The study researchers measured blood samples of subjects before and after high-intensity exercise. They found that those who participated in higher-intensity exercise showed a significant increase in circulating levels of insulin-like growth factor, which is regulated by growth hormone and results in muscle growth.

It is important to note, the researchers point out that exercise of any type can stimulate growth hormone, but high-intensity training elevates muscle-building and fat-burning hormones substantially with only a short workout.

Boosting your levels of growth hormone is an excellent strategy if you are building muscle but not losing fat since it supports both goals. Try incorporating high-intensity circuit training or cardiovascular workouts to your routine to take advantage of this hormonal effect.


Best Fat-Burning Muscle-Building Diet Tips

Diet plays a significant role in your ability to burn fat or to gain muscle. Although the strategies for focusing on either one of these goals are usually considered to be opposite with a caloric surplus needed to build muscle and a caloric deficit necessary to lose fat, there are strategies you can adopt to try and accomplish both at once.

A June 2017 article in the Journal of the International Society of Sports Nutrition stresses that your diet needs to be in a caloric deficit if your focus is on fat loss, but losing weight slowly will help you to preserve the lean mass you currently possess. If you'd like to focus more on gaining muscle mass, then eating more than you burn (caloric surplus) will aid in muscle gain while you strength train.

An essential component of your diet if you wish to burn fat or gain muscle is protein. Increasing the amount of protein you eat over the current recommendations for typical lifestyles can help you reach your goals. Try intakes of 1.3 to 2.3 grams of protein per kilogram of fat-free body mass. The studies researchers say that sticking to your diet and exercise routine consistently is crucial to body recomposition.

Read more: 18 Best Muscle-Building Foods to Add to Your Diet

Furthermore, in a May 2017 article published in Advances in Nutrition, researchers stress that losing weight through dieting leads to a loss of muscle mass but that increasing protein amounts helps to prevent this effect, preserving your muscle while losing fat.

Moreover, a September 2017 article published in Perspectives on Psychological Science notes that reducing calorie intake might not even help you to lose body weight. The researchers explain that the body counteracts reduced energy intake by slowing the metabolic rate and that hormonal mechanisms are stimulated to increase appetite when you try to lose weight through a reduction of calories.


This is not to say that a calorie deficit is ineffective but that there are many factors at play when it comes to maintaining fat loss. The researchers recommend a focus on foods that are less calorie dense, yet filling such as foods that are higher in protein, fiber and water will help keep us feeling full while maintaining a calorie deficit. The study notes that protein has the added effect of increasing calories burned through something called thermogenesis while also helping improve satiety.

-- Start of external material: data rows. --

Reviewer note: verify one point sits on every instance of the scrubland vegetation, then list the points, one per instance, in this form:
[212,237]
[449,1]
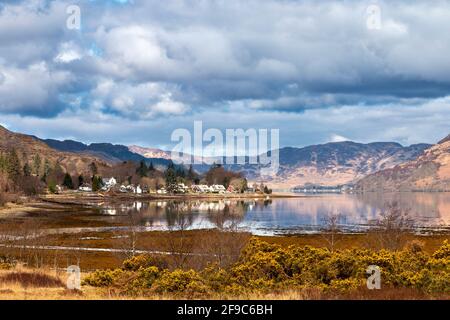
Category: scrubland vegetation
[264,268]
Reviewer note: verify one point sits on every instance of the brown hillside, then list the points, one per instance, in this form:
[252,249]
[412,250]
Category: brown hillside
[27,147]
[429,172]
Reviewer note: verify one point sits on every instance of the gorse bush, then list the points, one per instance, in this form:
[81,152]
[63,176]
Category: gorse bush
[264,267]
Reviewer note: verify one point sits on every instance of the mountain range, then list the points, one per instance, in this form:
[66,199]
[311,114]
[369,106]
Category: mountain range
[430,171]
[370,167]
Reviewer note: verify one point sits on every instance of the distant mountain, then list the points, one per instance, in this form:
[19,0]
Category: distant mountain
[150,152]
[328,164]
[27,147]
[430,171]
[107,151]
[335,163]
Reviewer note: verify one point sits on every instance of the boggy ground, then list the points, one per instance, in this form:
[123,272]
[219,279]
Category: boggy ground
[261,271]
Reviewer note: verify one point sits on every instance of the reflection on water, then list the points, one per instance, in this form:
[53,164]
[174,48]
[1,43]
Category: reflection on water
[305,214]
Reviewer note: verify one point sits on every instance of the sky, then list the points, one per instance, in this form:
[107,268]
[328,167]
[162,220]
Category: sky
[134,71]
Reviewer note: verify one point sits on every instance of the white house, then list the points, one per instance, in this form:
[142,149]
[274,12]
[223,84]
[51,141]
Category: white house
[182,188]
[86,187]
[218,188]
[109,182]
[138,190]
[201,188]
[161,191]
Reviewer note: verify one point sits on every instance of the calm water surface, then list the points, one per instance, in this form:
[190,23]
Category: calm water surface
[285,215]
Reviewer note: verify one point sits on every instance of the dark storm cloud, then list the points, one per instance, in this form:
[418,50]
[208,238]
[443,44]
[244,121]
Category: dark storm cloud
[256,60]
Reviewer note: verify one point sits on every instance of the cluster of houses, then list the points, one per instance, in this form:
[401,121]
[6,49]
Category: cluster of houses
[111,183]
[200,188]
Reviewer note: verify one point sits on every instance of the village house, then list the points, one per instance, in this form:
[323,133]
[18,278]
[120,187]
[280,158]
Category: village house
[85,187]
[109,182]
[182,188]
[161,191]
[218,188]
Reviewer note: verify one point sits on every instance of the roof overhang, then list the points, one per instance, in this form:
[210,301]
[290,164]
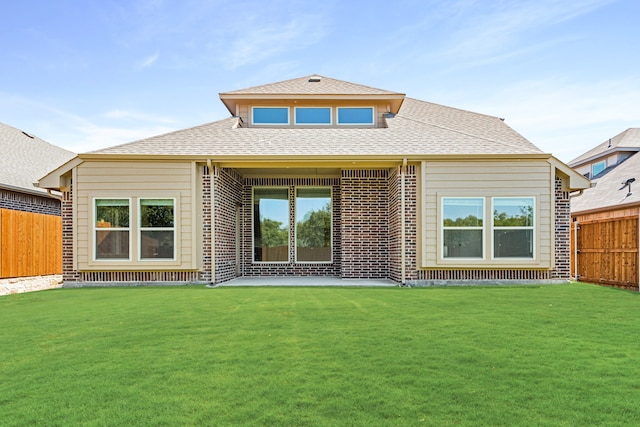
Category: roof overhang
[606,153]
[231,100]
[54,179]
[577,181]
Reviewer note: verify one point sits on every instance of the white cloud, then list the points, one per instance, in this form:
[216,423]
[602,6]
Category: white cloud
[563,117]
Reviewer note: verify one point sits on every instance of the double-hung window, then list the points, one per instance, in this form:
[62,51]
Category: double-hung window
[122,225]
[157,233]
[271,224]
[313,224]
[513,227]
[112,229]
[462,227]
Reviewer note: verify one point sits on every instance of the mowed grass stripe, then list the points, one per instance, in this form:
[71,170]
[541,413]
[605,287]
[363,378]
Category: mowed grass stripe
[549,355]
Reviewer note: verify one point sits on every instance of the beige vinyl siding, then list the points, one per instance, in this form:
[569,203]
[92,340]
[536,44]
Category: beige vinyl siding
[135,180]
[487,179]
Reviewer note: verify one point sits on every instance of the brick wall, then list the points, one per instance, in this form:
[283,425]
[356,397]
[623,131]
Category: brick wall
[410,224]
[562,223]
[29,203]
[290,268]
[365,224]
[228,187]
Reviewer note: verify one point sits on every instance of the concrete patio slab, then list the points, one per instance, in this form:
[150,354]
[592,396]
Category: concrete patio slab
[307,281]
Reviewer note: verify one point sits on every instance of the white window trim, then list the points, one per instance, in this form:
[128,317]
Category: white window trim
[253,219]
[141,229]
[604,166]
[533,228]
[295,116]
[295,234]
[373,115]
[271,124]
[443,228]
[95,228]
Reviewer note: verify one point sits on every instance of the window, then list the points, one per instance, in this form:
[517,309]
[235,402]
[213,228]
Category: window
[157,229]
[112,230]
[271,224]
[596,168]
[313,116]
[313,224]
[462,225]
[270,115]
[513,227]
[355,115]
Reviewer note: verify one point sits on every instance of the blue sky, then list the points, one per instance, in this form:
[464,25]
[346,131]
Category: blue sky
[87,74]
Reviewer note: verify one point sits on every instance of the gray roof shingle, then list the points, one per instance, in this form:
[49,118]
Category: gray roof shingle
[27,158]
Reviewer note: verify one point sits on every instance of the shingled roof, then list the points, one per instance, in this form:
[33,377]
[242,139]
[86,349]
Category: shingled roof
[420,128]
[629,140]
[320,85]
[610,190]
[26,158]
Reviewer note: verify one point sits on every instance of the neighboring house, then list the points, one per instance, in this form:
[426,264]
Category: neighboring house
[320,177]
[30,219]
[605,217]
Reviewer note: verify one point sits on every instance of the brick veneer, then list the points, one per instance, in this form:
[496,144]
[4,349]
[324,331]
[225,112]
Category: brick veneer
[228,186]
[562,211]
[366,234]
[29,203]
[365,224]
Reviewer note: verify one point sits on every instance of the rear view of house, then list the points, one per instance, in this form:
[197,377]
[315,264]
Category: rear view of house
[320,177]
[30,219]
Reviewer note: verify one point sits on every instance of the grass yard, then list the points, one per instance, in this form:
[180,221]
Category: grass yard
[546,356]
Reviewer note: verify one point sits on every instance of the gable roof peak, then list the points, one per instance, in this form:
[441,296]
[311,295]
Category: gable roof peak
[314,86]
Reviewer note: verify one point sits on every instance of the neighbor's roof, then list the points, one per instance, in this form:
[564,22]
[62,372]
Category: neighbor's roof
[26,158]
[609,190]
[629,140]
[420,128]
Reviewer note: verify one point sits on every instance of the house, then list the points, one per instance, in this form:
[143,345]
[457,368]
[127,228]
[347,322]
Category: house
[315,176]
[30,218]
[605,217]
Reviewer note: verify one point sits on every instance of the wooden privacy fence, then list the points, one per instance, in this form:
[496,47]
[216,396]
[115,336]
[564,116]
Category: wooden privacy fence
[606,251]
[30,244]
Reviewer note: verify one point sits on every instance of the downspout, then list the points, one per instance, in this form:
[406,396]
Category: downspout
[54,196]
[213,221]
[403,267]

Higher protein meals result in less calorie intake in subsequent meals. Protein also increases calorie burn through absorption, digestion and metabolism. Consuming protein results in 23 percent of the calories consumed being burned, whereas carbohydrates only use up 6 percent and fat 1 percent.

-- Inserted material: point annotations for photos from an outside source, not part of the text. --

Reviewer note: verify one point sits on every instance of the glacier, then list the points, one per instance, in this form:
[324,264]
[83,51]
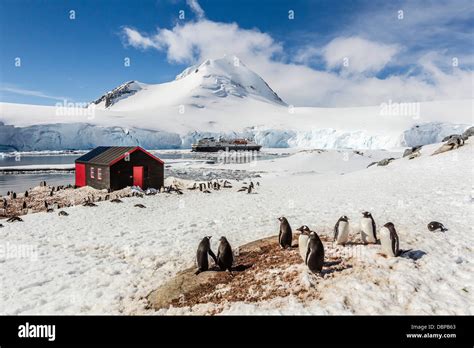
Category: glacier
[84,136]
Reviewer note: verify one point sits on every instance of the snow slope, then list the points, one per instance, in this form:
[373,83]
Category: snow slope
[107,259]
[220,97]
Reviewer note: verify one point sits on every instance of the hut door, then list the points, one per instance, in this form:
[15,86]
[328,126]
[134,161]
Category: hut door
[80,174]
[138,176]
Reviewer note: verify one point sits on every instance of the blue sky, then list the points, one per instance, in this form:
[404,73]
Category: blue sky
[80,59]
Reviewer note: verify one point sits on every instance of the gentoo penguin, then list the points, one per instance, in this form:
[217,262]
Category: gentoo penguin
[225,257]
[15,219]
[303,240]
[204,249]
[285,236]
[367,228]
[435,225]
[341,230]
[315,253]
[389,240]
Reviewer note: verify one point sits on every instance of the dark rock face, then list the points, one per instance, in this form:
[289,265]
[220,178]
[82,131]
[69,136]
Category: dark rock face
[468,132]
[385,161]
[115,94]
[408,152]
[371,164]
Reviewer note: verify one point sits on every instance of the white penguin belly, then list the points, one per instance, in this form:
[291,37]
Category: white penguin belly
[386,242]
[303,245]
[342,232]
[366,230]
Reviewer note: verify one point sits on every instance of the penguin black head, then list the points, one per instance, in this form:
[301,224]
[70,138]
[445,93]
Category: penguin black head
[390,226]
[304,229]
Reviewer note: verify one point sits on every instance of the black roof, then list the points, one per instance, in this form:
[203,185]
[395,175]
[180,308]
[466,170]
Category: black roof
[104,155]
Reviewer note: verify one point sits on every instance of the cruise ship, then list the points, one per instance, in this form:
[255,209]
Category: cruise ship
[213,145]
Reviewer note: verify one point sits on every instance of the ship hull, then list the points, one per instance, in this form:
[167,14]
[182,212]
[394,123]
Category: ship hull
[197,148]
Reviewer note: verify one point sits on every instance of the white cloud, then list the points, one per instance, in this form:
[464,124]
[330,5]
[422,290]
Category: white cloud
[362,55]
[137,40]
[301,85]
[195,41]
[32,93]
[196,8]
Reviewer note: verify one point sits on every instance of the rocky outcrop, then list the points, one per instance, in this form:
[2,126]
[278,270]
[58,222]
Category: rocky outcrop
[412,150]
[385,161]
[262,271]
[468,133]
[454,142]
[127,89]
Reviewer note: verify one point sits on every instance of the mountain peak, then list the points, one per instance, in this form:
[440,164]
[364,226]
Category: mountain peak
[199,85]
[228,75]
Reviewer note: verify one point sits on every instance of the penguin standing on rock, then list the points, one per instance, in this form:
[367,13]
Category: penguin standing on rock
[285,236]
[315,253]
[204,249]
[303,240]
[225,257]
[435,225]
[341,230]
[389,240]
[368,228]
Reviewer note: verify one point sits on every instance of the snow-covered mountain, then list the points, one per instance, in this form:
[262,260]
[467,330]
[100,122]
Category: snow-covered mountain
[223,97]
[197,86]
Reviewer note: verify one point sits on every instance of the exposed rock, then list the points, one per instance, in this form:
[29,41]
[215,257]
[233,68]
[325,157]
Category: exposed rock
[468,132]
[371,164]
[262,271]
[412,150]
[385,161]
[454,142]
[126,89]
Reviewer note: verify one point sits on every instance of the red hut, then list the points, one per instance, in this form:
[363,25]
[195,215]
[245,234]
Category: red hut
[116,167]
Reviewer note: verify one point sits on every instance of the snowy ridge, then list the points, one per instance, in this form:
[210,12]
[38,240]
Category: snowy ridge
[222,97]
[118,256]
[83,136]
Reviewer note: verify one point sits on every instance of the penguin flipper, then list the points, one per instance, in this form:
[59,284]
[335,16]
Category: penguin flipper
[213,256]
[306,258]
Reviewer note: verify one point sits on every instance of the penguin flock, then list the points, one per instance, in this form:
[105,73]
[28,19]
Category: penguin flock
[310,246]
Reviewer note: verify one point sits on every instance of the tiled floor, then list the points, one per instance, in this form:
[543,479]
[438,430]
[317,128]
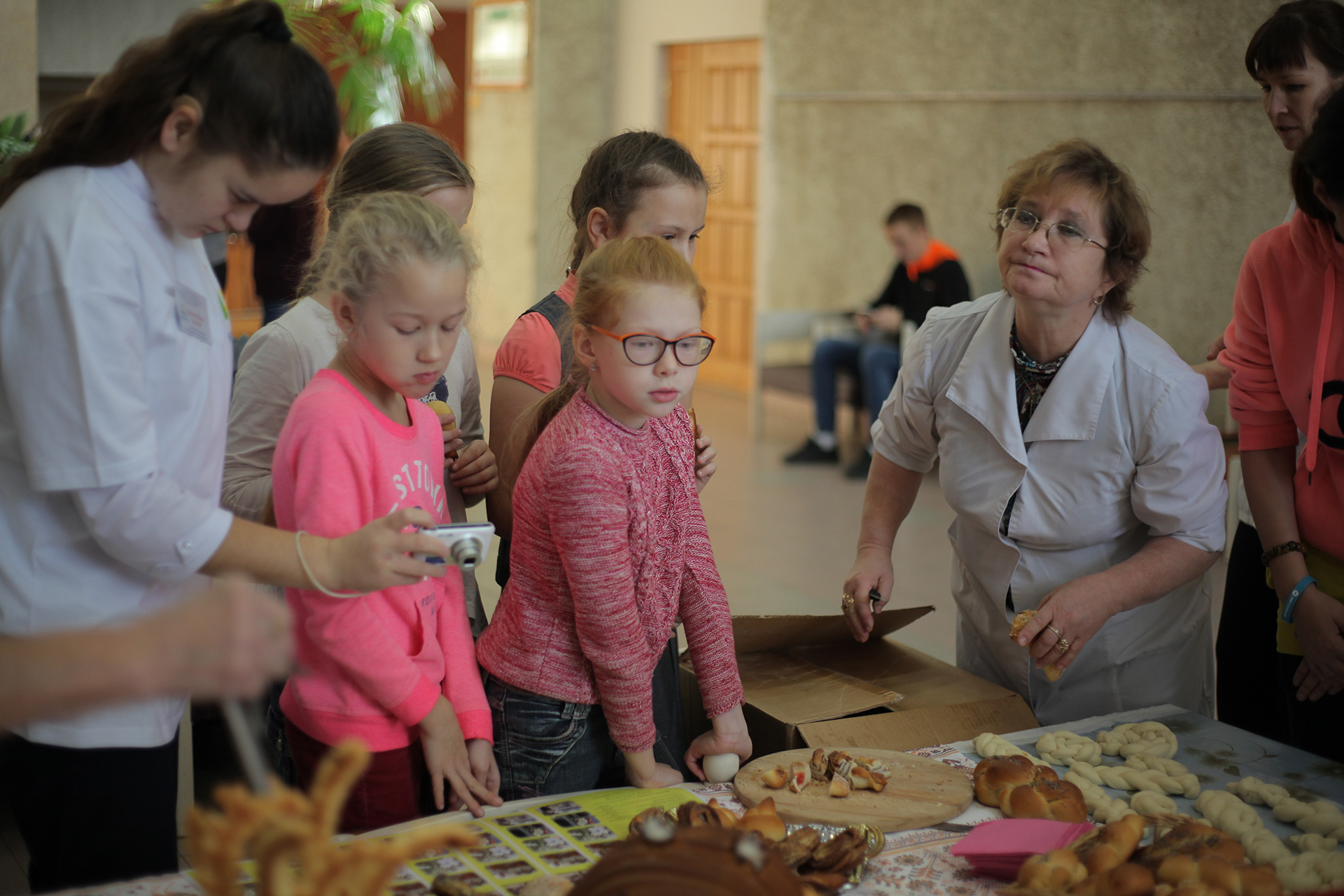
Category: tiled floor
[784,539]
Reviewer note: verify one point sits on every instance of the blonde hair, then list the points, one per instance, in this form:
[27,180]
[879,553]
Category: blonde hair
[606,277]
[379,234]
[400,158]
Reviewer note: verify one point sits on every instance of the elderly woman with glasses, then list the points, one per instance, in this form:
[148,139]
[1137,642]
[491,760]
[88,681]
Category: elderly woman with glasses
[1074,449]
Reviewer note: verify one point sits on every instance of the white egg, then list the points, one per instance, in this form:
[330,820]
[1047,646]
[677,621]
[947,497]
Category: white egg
[721,767]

ACE makes it clear that careful nutrition is imperative if you're hoping to lose fat. Using strength training to build muscle is vital; however, to lose fat, your nutrition is the dominant player. Careful maintenance of calorie intake that supports your body weight, activity level and needs while creating a small deficit through diet and activity level will increase your chances of being able to build muscle and lose fat.

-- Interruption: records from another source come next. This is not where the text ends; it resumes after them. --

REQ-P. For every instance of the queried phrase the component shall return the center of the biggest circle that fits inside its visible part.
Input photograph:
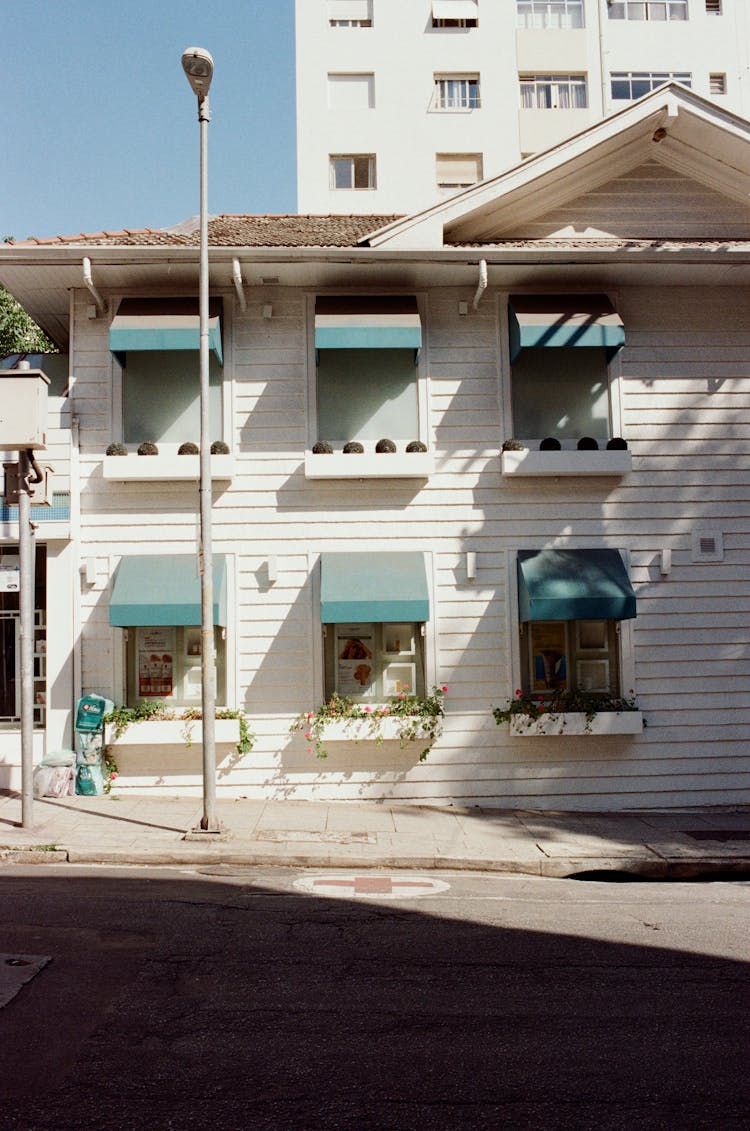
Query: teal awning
(163, 324)
(574, 585)
(380, 586)
(360, 322)
(164, 589)
(563, 320)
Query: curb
(646, 868)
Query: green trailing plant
(554, 704)
(419, 719)
(120, 718)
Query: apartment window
(352, 171)
(351, 92)
(372, 662)
(649, 9)
(629, 85)
(350, 13)
(561, 15)
(553, 92)
(456, 92)
(164, 663)
(455, 14)
(458, 170)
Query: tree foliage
(19, 333)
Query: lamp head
(198, 67)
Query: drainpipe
(482, 284)
(236, 278)
(88, 282)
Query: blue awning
(379, 586)
(563, 320)
(164, 589)
(574, 585)
(360, 322)
(163, 324)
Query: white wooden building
(600, 290)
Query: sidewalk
(152, 830)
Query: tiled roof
(227, 231)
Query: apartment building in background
(403, 103)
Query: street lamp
(198, 67)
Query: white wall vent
(707, 546)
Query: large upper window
(560, 353)
(352, 171)
(648, 9)
(553, 92)
(456, 92)
(550, 14)
(350, 13)
(629, 85)
(367, 370)
(455, 171)
(156, 342)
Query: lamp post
(198, 67)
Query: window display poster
(355, 670)
(549, 665)
(155, 662)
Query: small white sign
(9, 575)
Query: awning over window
(574, 585)
(380, 586)
(164, 589)
(358, 322)
(563, 320)
(163, 324)
(454, 9)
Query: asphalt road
(188, 1000)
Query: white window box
(362, 730)
(174, 732)
(566, 463)
(575, 723)
(394, 465)
(166, 467)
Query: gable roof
(673, 126)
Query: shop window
(372, 662)
(164, 663)
(570, 656)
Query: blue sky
(102, 127)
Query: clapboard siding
(686, 414)
(649, 201)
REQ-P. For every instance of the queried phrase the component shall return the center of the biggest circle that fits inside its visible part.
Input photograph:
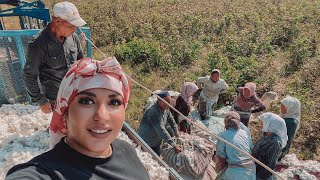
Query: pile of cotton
(306, 170)
(24, 135)
(155, 170)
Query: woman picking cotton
(183, 104)
(235, 163)
(213, 86)
(90, 111)
(269, 147)
(291, 112)
(246, 100)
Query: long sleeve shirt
(49, 60)
(153, 126)
(63, 162)
(212, 89)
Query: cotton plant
(24, 135)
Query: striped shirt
(153, 126)
(267, 150)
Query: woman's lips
(100, 132)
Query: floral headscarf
(232, 120)
(274, 123)
(187, 90)
(293, 107)
(88, 74)
(252, 88)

You can use ACE's calorie needs estimator to determine your ideal calorie level for weight maintenance and then add a small deficit. Use the ACE activity calorie counter to calculate your calories burned through exercise. Keep in mind that building muscle will help to increase your calories burned through metabolic activity, as well as the growth hormone release incurred during and after strength training and high-intensity training.